Такой опыт, конечно, не касается чисто религиозной области. Ho, тем не менее, при известных условиях он может приблизиться к ней. То же лицо сообщило мне, что у него это ощущение невидимого присутствия, столь же сильное и определенное, не раз сопровождалось чувством радости.
«У меня не было еще сознания ничьего присутствия; но глубина наводнившей меня радости принесла мне ослепляющую уверенность какого-то невыразимого блага. Это не было то неопределенное ощущение, какое дает нам поэма, драма, цветок или музыка: это была твердая уверенность в присутствии какой-то могущественной личности вблизи меня.
Когда оно прошло, от него осталось устойчивое воспоминание, какое бывает только от реальных событий. Если бы все другие впечатления оказались сном, оно одно осталось бы действительностью».

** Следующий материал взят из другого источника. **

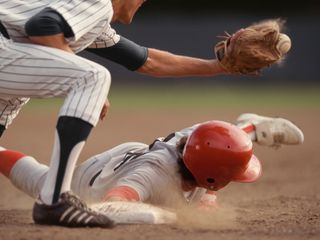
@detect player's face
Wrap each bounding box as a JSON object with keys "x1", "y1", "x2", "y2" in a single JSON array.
[{"x1": 113, "y1": 0, "x2": 146, "y2": 24}]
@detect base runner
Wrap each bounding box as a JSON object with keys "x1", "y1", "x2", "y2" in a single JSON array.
[{"x1": 0, "y1": 114, "x2": 304, "y2": 223}]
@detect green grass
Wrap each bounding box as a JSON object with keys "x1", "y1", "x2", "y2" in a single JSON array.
[{"x1": 23, "y1": 86, "x2": 320, "y2": 110}]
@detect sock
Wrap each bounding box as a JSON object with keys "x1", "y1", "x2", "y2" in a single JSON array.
[
  {"x1": 238, "y1": 123, "x2": 257, "y2": 142},
  {"x1": 40, "y1": 116, "x2": 93, "y2": 205},
  {"x1": 0, "y1": 148, "x2": 25, "y2": 178}
]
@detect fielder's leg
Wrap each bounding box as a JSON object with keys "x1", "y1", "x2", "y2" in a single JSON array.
[{"x1": 0, "y1": 42, "x2": 112, "y2": 227}]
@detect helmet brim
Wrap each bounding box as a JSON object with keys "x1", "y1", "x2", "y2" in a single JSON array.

Как ни странно это, но мой друг не истолковал этого переживания, как свидетельство о присутствии Божием, хотя было бы совершенно естественно усматривать здесь откровение бытия Божия. В главе о мистицизме я подробнее остановлюсь на этом. Я приведу здесь еще несколько подобных фактов, достоверность которых не подлежит сомнению. В первом отрывке, который я заимствую из «Журнала Общества Психологических Исследований» (Journal of the Society for Psychical Research) есть рассказ о том, как чувство невидимого присутствия развилось в зрительную галлюцинацию (я выпускаю часть рассказа).

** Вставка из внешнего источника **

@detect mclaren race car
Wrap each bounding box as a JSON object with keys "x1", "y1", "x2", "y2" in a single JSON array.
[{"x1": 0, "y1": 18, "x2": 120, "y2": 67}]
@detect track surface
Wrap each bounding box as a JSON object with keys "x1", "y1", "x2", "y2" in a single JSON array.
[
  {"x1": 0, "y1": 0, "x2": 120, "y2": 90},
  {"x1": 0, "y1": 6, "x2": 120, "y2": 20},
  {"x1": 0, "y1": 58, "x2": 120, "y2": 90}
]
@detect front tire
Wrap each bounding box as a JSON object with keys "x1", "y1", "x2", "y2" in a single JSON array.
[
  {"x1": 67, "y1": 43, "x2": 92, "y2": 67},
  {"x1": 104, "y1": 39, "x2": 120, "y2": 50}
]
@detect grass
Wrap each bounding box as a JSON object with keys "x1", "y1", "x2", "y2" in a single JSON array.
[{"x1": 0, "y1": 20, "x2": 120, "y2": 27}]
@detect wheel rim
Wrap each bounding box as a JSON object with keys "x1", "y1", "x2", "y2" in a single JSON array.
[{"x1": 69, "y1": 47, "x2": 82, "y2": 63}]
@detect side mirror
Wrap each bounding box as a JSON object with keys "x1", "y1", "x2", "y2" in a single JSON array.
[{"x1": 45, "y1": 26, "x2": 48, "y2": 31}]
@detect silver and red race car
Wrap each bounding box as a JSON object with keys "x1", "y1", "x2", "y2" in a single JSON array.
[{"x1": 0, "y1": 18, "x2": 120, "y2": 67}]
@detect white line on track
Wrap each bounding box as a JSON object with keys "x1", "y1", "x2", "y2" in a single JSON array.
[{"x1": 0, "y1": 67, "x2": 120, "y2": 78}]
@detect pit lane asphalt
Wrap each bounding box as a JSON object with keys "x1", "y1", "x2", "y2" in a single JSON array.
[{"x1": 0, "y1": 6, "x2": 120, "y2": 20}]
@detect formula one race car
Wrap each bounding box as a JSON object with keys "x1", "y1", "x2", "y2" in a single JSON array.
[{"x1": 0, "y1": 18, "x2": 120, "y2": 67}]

«Я читал около двадцати минут, и мое внимание было поглощено книгой; я не думал ни о ком из моих друзей, как вдруг, без всякого перехода мной овладело особое, в высшей степени неприятное состояние. У меня явилось впечатление, об интенсивности которого трудно судить не испытавшим его, что в комнате, совсем близко от меня, находится какое-то существо. Я уронил книгу; но невзирая на мою возбужденность, я не потерял самообладания и не ощущал никакого страха. Я сидел неподвижно с глазами, устремленными на огонь, но каким-то образом знал, что мой друг A.H. стоит позади меня, несколько влево, заслоненный спинкой кресла, на котором я сидел. Я слегка повернул к нему глаза, не изменяя моего положения, и увидел нижнюю часть его ноги, узнал даже серо-голубой цвет костюма, какой он часто носил. Только материя его казалась полупрозрачной, напоминая густой табачный дым»[24]. После этого зрительная галлюцинация еще продолжалась.

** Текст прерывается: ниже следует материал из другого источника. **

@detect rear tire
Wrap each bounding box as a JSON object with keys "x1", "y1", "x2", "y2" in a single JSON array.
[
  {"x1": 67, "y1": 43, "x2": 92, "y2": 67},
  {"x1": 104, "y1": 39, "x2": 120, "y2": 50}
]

A вот, что говорит другой:
«Однажды ночью я внезапно проснулся, точно разбуженный кем-то. Мне почудилось, что меня нарочно разбудили, и первой мыслью моей было, что в дом ворвались злоумышленники. Потом, повернувшись на другой бок и стараясь заснуть, я вдруг ощутил чье-то присутствие в комнате. И странная вещь, я как будто знал, что это не было живое лицо, а скорее дух. Это может вызвать улыбку – но я могу передать факты лишь так, как они произошли в действительности. Я не могу лучше определить моего ощущения, как назвавши его чувством чьего-то духовного присутствия. Я испытал в то время сильный суеверный страх, как если бы должно было произойти нечто странное и наводящее ужас»[25].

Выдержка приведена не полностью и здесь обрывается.